First, a browser may use any of these strategies for connections:
- Single connection (unlikely for any browser more recent than 1995)
- One connection per tab (basically same as #1, just very slightly better)
- One connection per resource (naive, but doesn't work so bad)
- Pool of connections with keep-alive, re-using connections
- Something different (read as: weird stuff)
You don't have a way of knowing which strategy a browser will use, although using a pool of connections (and re-using connections) is a reasonable assumption.
Second, the way TCP works, you have a source port, and a destination port for every connection. The pair of source and destination address/port defines the connection.
You always[1] use a well-known port (such as 80 or 443) to connect to the server (to which it listens on its advertized address), but the other port is randomly chosen. Thus, depending on from which side you look at a connection, it either has one or many possible ports.

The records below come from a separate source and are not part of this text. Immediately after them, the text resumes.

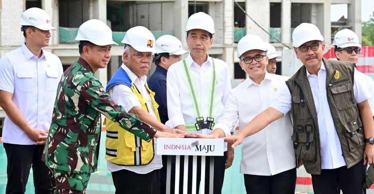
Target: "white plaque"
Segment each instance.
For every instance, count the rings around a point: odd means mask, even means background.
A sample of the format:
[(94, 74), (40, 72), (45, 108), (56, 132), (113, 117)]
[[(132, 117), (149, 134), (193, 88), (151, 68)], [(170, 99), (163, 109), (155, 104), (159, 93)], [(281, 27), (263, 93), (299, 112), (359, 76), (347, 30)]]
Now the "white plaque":
[(157, 139), (157, 154), (184, 156), (223, 156), (222, 139)]

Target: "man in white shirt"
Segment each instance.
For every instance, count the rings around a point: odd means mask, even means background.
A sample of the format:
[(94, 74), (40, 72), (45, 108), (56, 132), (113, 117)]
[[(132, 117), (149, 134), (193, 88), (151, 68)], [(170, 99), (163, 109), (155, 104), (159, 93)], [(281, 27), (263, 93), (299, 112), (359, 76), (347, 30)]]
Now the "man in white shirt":
[(266, 57), (269, 58), (269, 62), (266, 66), (266, 71), (271, 74), (275, 74), (277, 71), (277, 59), (282, 59), (282, 56), (277, 53), (277, 51), (274, 46), (267, 42), (265, 43), (267, 48)]
[[(359, 37), (355, 32), (349, 29), (339, 31), (335, 34), (333, 46), (335, 46), (335, 56), (339, 61), (349, 61), (357, 64), (361, 51), (361, 45), (359, 42)], [(374, 115), (374, 81), (373, 78), (361, 72), (366, 88), (370, 93), (369, 100), (372, 112)]]
[[(209, 57), (207, 54), (215, 32), (213, 19), (209, 15), (198, 12), (191, 15), (185, 30), (190, 52), (187, 59), (173, 65), (168, 71), (167, 96), (170, 120), (166, 125), (189, 133), (207, 135), (211, 132), (214, 123), (223, 114), (224, 105), (231, 90), (228, 68), (224, 62)], [(227, 144), (225, 144), (224, 156), (214, 158), (214, 194), (221, 194), (225, 168), (229, 167), (233, 160), (233, 150), (226, 150)], [(192, 161), (192, 157), (188, 158)], [(198, 157), (196, 193), (200, 185), (200, 160), (201, 157)], [(209, 175), (209, 158), (206, 161), (205, 175)], [(188, 171), (191, 173), (192, 164), (188, 163), (190, 169)], [(181, 184), (188, 184), (188, 193), (191, 193), (192, 176), (188, 176), (188, 179), (189, 183), (181, 182)], [(209, 179), (203, 181), (205, 186), (209, 185)], [(209, 193), (209, 187), (206, 186), (205, 191), (206, 194)]]
[[(277, 98), (279, 91), (287, 88), (289, 77), (266, 71), (268, 57), (262, 39), (248, 34), (238, 43), (239, 65), (248, 75), (230, 93), (223, 116), (214, 125), (210, 135), (200, 138), (230, 135), (230, 129), (239, 121), (239, 130)], [(250, 101), (248, 103), (248, 97)], [(244, 174), (247, 194), (293, 194), (296, 184), (296, 163), (289, 115), (280, 118), (264, 130), (243, 140), (240, 173)]]
[[(122, 42), (125, 45), (123, 64), (109, 81), (106, 91), (127, 112), (135, 114), (141, 120), (155, 126), (158, 130), (181, 133), (170, 133), (169, 137), (184, 137), (184, 132), (169, 128), (160, 122), (155, 94), (147, 84), (146, 75), (151, 67), (152, 52), (156, 51), (154, 47), (155, 40), (152, 32), (144, 27), (136, 26), (127, 31)], [(124, 82), (121, 82), (121, 80)], [(156, 153), (156, 139), (153, 140), (154, 145), (146, 145), (146, 142), (141, 140), (139, 140), (141, 141), (139, 145), (134, 140), (137, 137), (133, 135), (129, 138), (129, 134), (121, 135), (120, 131), (116, 131), (113, 127), (107, 126), (105, 157), (108, 160), (108, 170), (112, 172), (116, 194), (159, 194), (159, 170), (163, 165), (161, 155)], [(113, 138), (116, 132), (117, 138)], [(121, 139), (123, 140), (116, 141)], [(127, 154), (125, 150), (132, 149), (132, 143), (134, 144), (133, 147), (136, 147), (137, 151)], [(125, 152), (125, 155), (121, 157), (117, 154), (117, 157), (108, 157), (112, 153), (108, 150), (112, 149), (109, 146), (115, 144), (114, 147), (121, 152)], [(121, 147), (124, 146), (127, 147)], [(147, 152), (147, 150), (151, 151)], [(139, 156), (134, 157), (134, 152), (137, 155), (139, 153)], [(130, 157), (132, 158), (130, 159)], [(135, 162), (134, 159), (136, 161)]]
[(364, 194), (365, 158), (374, 160), (374, 127), (363, 80), (352, 63), (323, 58), (324, 38), (315, 25), (302, 23), (292, 37), (304, 65), (270, 107), (224, 139), (234, 147), (291, 110), (294, 149), (312, 175), (314, 193), (336, 194), (340, 188), (344, 194)]
[(43, 50), (55, 30), (43, 10), (31, 8), (19, 25), (26, 39), (0, 59), (0, 105), (6, 113), (2, 141), (7, 159), (6, 194), (24, 193), (32, 167), (36, 194), (51, 194), (49, 170), (41, 157), (52, 119), (59, 59)]

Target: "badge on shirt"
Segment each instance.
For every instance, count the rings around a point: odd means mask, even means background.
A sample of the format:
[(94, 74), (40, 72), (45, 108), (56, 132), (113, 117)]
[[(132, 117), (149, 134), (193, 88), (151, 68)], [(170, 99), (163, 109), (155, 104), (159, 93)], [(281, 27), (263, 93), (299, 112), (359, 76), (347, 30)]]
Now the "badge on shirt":
[(334, 75), (334, 79), (338, 80), (342, 77), (342, 73), (339, 70), (335, 70), (335, 75)]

Thus, the same tab may (and usually will) use several different ports on its end, but in principle different tabs might (if connections are pooled and different resources in different tabs are loaded from the same server) use the same port.
Since the question explicitly mentions outgoing, in the "normal" case, the port numbers would be the same regardless which tab they're in, or one of two possible ports (80 and 443). Although of course it is possible to explicitly ask for a different port (like 8080) in an URL. That's kind of rare, though.
[1] Well, not
always... but let's not complicate it too much.